Signs Your A/R Needs a Clean-Up
Not sure if you're in the weeds? Watch for these red flags. First, aging claims. If 20% or more of your A/R is over 90 days old, it's time to take action. The longer a claim sits, the less likely it gets paid—simple as that.
Another sign? High denial rates. If you find that more than 10% of your claims are getting denied, something's off. Whether it's incorrect coding, missing information, or payer-specific quirks (we're looking at you, Blue Cross), something is causing these denials to pile up.
Are your staff spending more time on hold with payers than resolving claims? This is another indicator. Every minute on hold is a minute not spent on revenue-generating activities. Staff should be working claims, not waiting to ask why a claim was denied for the fourth time.
The Clean-Up Process
So, you're in trouble. Now what? Start by identifying problem areas in your claims process. This means diving into your data. Look at your biggest payers and the common reasons for denials. Is it coding errors? Missing documentation? Work through these first—low-hanging fruit.
Next, prioritize. Not all claims are created equal. Focus on high-dollar amounts and high-frequency denial codes. Tackling these will give the biggest immediate return. Think zeros and ones—$10,000 claims before $100 claims.
Once problem areas and priorities are set, it's time for the grind. Begin reworking denied claims with a focus on accuracy and completeness. Provide all necessary documentation upfront. Double check codes. And for goodness' sake, ensure patient information is correct. Providers often overlook the simple stuff.
What about those old claims? The ones languishing in the 120+ days column. Decision time. Evaluate the probability of payment versus the cost of pursuing it. Sometimes writing off a claim is more strategic—know when to cut the cord.
Expected Outcomes
A clean A/R isn't just about the dollars. It's about efficiency. Practices can expect a drop in denial rates and an increase in collections within a few months post-clean-up. A healthier A/R also means fewer claims getting stuck in perpetual follow-up.

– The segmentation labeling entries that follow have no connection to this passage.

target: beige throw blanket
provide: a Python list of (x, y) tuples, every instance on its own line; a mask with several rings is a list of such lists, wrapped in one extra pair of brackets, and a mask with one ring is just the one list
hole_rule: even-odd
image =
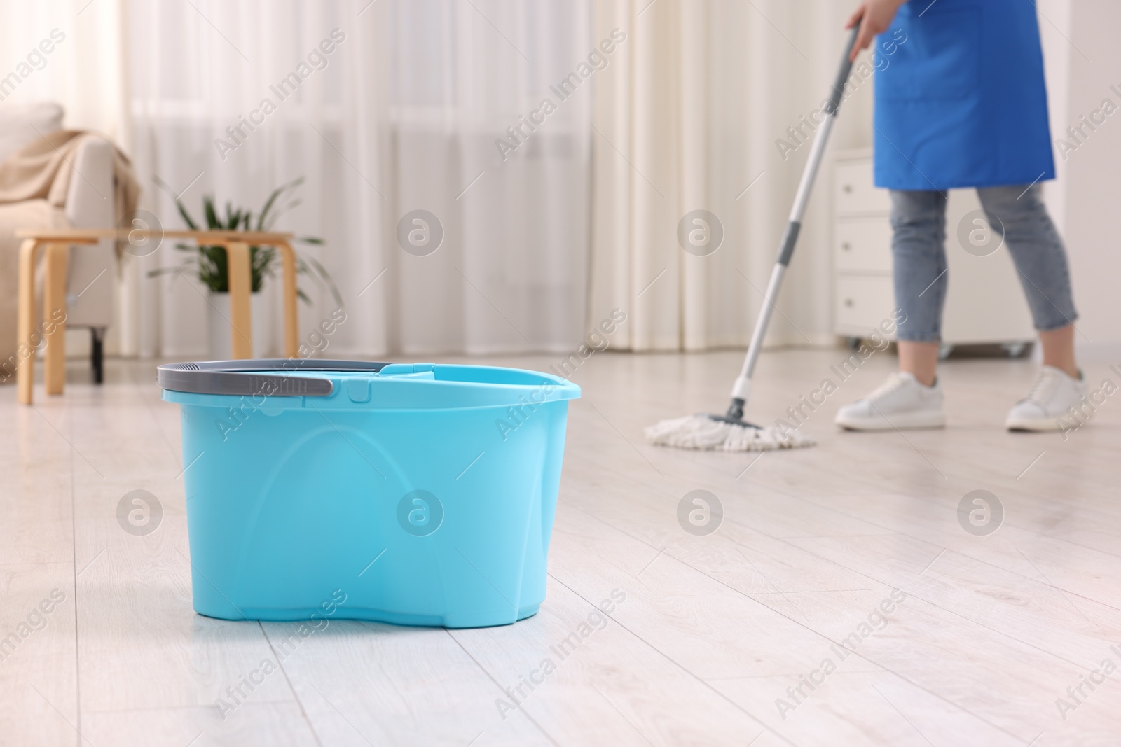
[[(77, 130), (57, 130), (39, 138), (8, 157), (0, 164), (0, 361), (7, 361), (16, 351), (16, 310), (18, 293), (20, 228), (65, 228), (64, 209), (73, 164), (83, 140), (100, 137)], [(113, 149), (113, 207), (114, 221), (130, 216), (140, 197), (140, 185), (132, 172), (132, 165), (120, 150)], [(112, 226), (103, 226), (110, 228)], [(41, 254), (41, 253), (40, 253)], [(121, 246), (118, 245), (118, 256)], [(41, 291), (37, 291), (41, 298)], [(37, 305), (38, 306), (38, 305)], [(15, 376), (4, 377), (0, 384), (10, 383)]]

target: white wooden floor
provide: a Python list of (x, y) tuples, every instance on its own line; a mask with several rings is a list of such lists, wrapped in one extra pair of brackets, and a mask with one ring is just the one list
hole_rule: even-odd
[[(835, 409), (893, 365), (881, 354), (813, 413), (815, 448), (642, 442), (656, 420), (722, 410), (739, 357), (601, 353), (574, 375), (584, 398), (536, 617), (451, 632), (333, 623), (225, 719), (215, 700), (293, 624), (192, 611), (179, 415), (154, 364), (110, 362), (101, 387), (75, 368), (64, 396), (39, 387), (34, 408), (0, 389), (0, 636), (16, 634), (13, 650), (0, 643), (0, 744), (1121, 744), (1121, 672), (1093, 673), (1121, 665), (1121, 399), (1066, 441), (1007, 433), (1031, 364), (949, 362), (946, 430), (835, 431)], [(751, 415), (781, 414), (842, 357), (765, 355)], [(165, 512), (147, 536), (115, 519), (138, 488)], [(724, 507), (704, 536), (677, 520), (695, 489)], [(988, 536), (958, 524), (974, 489), (1004, 508)], [(550, 652), (615, 589), (626, 600), (602, 629), (563, 661)], [(883, 620), (892, 589), (906, 597)], [(36, 613), (53, 591), (64, 599)], [(881, 629), (842, 659), (870, 614)], [(539, 681), (546, 657), (556, 671), (502, 718), (504, 689)], [(803, 684), (824, 660), (835, 671)]]

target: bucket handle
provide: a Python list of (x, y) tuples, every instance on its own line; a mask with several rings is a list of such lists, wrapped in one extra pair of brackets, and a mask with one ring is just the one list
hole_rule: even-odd
[(327, 396), (334, 391), (334, 384), (330, 379), (293, 376), (291, 373), (295, 371), (378, 373), (387, 365), (389, 364), (377, 361), (298, 358), (165, 363), (156, 368), (156, 381), (163, 389), (192, 394)]

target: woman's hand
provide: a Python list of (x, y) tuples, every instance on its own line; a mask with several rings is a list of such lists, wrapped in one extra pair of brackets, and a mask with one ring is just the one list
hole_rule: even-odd
[(860, 34), (856, 35), (856, 44), (852, 45), (852, 49), (849, 52), (850, 62), (855, 60), (860, 50), (867, 49), (872, 44), (872, 37), (888, 30), (888, 27), (891, 26), (891, 21), (896, 17), (896, 11), (899, 10), (899, 6), (905, 2), (907, 0), (862, 0), (860, 8), (856, 9), (856, 12), (849, 18), (849, 22), (844, 26), (845, 28), (852, 28), (856, 24), (860, 24)]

Improved processes lead to quicker payments, freeing up staff to focus on patient care and satisfaction. Staff morale gets a much-needed boost too. No one likes the headache of constantly dealing with chaotic accounts. A streamlined process makes for a happier, more productive team.
And let's not forget the bottom line. With cleaner A/R, practices typically see a 20-30% increase in cash flow. That's significant. It's the difference between just getting by and having the resources to invest in growth and improvements.
Moving Forward
An A/R clean-up isn't a once-and-done exercise. It's an ongoing commitment to maintaining a lean, efficient billing operation. Regular audits and process improvements should be baked into your practice's routine. Stay vigilant about denial patterns and payer changes. Pay attention to payer portals (we all know how "fun" they can be) and keep your team trained on any updates.
In an industry where the only constant is change, staying on top of your A/R is one thing you can control. Keep it clean, keep it efficient, and watch your practice thrive.